Geçtiğimiz haftanın iki kaybeden takımının maçında, Lefkoşa’da Gençlik Gücü ile Dumlupınar’ın maçı her iki takım açısından da farklı hedeflere yürüyebilme adına çok büyük önem taşıyordu. Konuk ekip Dumlupınar geçen hafta sahasında ligin liderine üç farklı skorla kaybedince, kazanıp moral bulmak isteyerek ve de şampiyonluk yarışına tekrar tutunmaya çalışacağı için çok önemli bir maça çıktı. Ev sahibi Gençlik Gücü’nün bu maça çıkarken, kendi gücünü görebilmesi, iki hafta üst üste kaybedip ligin alt tarafına takılmaması ve gelecek için bu maçları kazanabilme alışkanlığını yakalayabilmesi adına onlar da çok önemli bir karşılamaya çıktı.
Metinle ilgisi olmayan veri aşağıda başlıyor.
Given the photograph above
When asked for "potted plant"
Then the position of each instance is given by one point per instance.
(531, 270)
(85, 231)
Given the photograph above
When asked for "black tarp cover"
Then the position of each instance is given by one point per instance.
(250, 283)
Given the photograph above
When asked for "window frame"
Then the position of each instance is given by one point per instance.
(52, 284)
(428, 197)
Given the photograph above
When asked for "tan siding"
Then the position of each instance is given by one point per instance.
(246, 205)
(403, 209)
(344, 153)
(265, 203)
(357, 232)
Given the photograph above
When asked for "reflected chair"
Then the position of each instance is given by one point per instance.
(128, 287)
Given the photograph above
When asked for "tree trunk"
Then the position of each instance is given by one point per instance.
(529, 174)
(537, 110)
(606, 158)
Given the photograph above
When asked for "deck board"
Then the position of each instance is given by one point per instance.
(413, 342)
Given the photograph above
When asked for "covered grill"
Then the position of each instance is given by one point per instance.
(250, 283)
Dumlupınar ön alanda baskı kurup topu kazanmaya ve rakiplerinin hücuma çıkışlarına izin vermeyerek maça başlayıp başarılı oldular. Mert Güçlücan’ın olmayışı ve Osman Şanverdi’nin dört sarı kart cezalı konumunda olması, hücum bölgesinde hızlı pas yapıp sonuca gitmelerine engel oldu. Kendi oyunlarını çok da sahaya yansıtamadıkları bir anda serbest atıştan Mehmet Erol ile öne geçtiler. Sonrasında maçın ilk yarısında hızlı geçişlerle sonuç üretemeyince bu kez kalelerinde bir duran top sonrası golü görüp devreyi berabere kapattılar. Uzun zamandır Oledimeji’nin az süre almasından ötürü topları iyi kullanamayarak oyundan çıkması, takımı yine eski fabrika ayarlarına döndürdü. İleriye hızlı çıkabilen ve ayağında çok top tutmayarak hızlı atakları oynamaya ve etkili olmaya başladılar. Bir de maçın ikinci devresi başlar başlamaz golü bulup öne geçince maçın sonuna kadar üstün oynadılar ve maçı zorlanmadan kazandılar. Evren Bahtıkara oyuncuları ile yakaladığı uyum sonrası ligde MTG ve Cihangir maçında kaybettikleri maçın hemen ardına kazanması bilerek takımını yine hem moral olarak yukarıya taşıdı, hem de şampiyonluk yarışının içinde tutarak çok iyi bir teknik adam olduğunu kanıtladı. Artık beklentinin ne olduğu çok bariz bir şekilde ortadayken yönetimin devre arasında yapacağı iki veya üç takviye ile zirve yarışının son haftasına kadar içinde olacakları bir sezon geçireceklerdir. Ligi bu oyuncu grubu ile şampiyon olarak veya üçüncü olarak tamamlasalar bile çok büyük bir başarıya imza atacaklarını söylemek gerekiyor. Bir başka detay ise dördüncü Lefkoşa deplasmanını da kazanarak kapatmaları çok büyük bir başarı.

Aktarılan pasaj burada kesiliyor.